Structural and functional studies of type three secretion virulence factors from gram-negative pathogenic bacteria

Abstract

Many pathogenic Gram-negative bacteria utilize type III secretion systems (TTSS) to alter the normal functions of target host epithelial cells. Of the 1.1 million deaths that are caused by Shigella each year, nearly a third are in children under five years of age. Salmonella enterica serovar Typhimurium is the leading cause of hospitalization and death due to food-borne gastroenteritis in the U.S. The pathogenesis of both of these species involves the invasion of epithelial cells of the gastrointestinal tract, which requires the use of a type III secretion system (TTSS). The Shigella type III secretion apparatus (TTSA) is composed of a basal body spanning both bacterial membranes and an exposed oligomeric needle. Host altering effectors are secreted through this energized conduit to promote bacterial invasion.
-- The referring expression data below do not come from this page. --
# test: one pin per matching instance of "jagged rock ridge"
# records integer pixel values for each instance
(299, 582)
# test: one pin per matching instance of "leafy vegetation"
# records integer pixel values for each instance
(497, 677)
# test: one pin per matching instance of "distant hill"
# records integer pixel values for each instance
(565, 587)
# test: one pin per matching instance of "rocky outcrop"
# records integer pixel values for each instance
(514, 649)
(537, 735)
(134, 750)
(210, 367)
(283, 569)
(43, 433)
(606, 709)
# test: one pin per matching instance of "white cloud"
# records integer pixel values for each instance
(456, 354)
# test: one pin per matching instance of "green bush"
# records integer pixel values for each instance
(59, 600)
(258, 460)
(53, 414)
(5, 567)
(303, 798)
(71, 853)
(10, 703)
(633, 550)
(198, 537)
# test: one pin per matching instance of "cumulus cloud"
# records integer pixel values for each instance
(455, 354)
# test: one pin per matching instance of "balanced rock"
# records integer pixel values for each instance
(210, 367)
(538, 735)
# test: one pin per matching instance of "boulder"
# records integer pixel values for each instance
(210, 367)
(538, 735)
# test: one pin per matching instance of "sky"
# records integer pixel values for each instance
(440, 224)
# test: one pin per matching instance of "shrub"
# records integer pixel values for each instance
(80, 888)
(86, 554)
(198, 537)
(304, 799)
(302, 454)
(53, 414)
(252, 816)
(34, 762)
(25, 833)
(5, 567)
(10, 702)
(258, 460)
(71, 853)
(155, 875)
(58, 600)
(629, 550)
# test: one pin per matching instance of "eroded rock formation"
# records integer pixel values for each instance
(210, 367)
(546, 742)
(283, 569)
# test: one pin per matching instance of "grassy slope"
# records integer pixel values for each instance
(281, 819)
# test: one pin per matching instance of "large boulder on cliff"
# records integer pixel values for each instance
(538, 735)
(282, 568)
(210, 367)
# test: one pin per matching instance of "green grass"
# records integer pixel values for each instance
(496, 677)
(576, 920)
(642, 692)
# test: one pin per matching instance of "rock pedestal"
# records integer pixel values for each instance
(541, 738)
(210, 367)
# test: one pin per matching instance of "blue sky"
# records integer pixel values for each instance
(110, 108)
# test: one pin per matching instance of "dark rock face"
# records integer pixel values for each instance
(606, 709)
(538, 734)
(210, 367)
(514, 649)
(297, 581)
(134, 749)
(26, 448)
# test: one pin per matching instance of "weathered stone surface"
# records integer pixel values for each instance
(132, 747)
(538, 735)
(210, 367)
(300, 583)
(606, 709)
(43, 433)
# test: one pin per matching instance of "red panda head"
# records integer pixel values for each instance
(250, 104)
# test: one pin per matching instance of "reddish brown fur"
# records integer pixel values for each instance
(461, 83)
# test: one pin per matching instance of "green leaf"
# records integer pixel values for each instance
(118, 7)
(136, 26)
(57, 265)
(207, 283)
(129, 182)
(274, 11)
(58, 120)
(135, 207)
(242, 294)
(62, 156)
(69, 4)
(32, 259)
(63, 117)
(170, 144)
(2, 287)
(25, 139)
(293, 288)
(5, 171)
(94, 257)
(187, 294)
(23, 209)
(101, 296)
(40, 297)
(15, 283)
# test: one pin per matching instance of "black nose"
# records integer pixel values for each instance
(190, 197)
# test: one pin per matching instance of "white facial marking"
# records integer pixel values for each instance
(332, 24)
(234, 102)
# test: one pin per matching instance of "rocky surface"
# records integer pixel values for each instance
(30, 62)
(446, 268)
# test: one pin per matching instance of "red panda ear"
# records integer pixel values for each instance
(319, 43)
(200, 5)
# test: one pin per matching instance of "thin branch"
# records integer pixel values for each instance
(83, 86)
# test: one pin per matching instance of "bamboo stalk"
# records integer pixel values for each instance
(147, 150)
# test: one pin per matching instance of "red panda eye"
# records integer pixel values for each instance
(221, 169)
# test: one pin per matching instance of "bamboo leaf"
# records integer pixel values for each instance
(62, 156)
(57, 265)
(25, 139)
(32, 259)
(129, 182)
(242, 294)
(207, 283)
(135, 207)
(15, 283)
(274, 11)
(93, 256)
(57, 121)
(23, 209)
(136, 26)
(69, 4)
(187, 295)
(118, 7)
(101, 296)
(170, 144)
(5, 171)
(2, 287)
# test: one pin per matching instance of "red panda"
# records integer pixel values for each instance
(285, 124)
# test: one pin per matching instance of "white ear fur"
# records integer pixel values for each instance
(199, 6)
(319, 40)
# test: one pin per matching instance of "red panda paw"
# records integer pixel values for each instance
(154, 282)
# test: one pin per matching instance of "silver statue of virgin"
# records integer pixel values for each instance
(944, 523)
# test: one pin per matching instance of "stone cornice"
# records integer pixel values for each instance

The active needle-tip complex of S. flexneri is composed of a tip protein, IpaD, and two pore-forming translocators, IpaB and IpaC. Maturation of the needle-tip complex proceeds in a stepwise manner. IpaD is at the tip of the nascent TTSA needle where it controls the first step of TTS activation. The bile salt deoxycholate (DOC) binds to IpaD to induce recruitment of the first translocator, IpaB, into the maturing tip complex. The pore-forming translocators are bound by the class II chaperone, IpgC, within the bacterial cytoplasm in order to prevent premature association and degradation. Despite their importance in promoting Shigella virulence, few molecular level details are known regarding the interactions between IpgC and its targets, IpaB and IpaC. Additionally, the mechanism by which DOC serves to stabilize a conformational change within IpaD is poorly understood. Methods in structural biology, in particular X-ray crystallography, are extremely valuable in addressing such questions. We present here the crystal structures of IpgC (identifying an alternative quaternary state), DOC-bound IpaD and the N-terminal regions of both IpaB and SipB, the S. Typhimurium first translocator homolog. These structures have facilitated the functional analysis of crucial determinants of Gram-negative pathogens that would otherwise not have been possible. Additionally, these structural studies have revealed the critical α-helical nature of each protein subunit involved in mature needle-tip-translocon formation.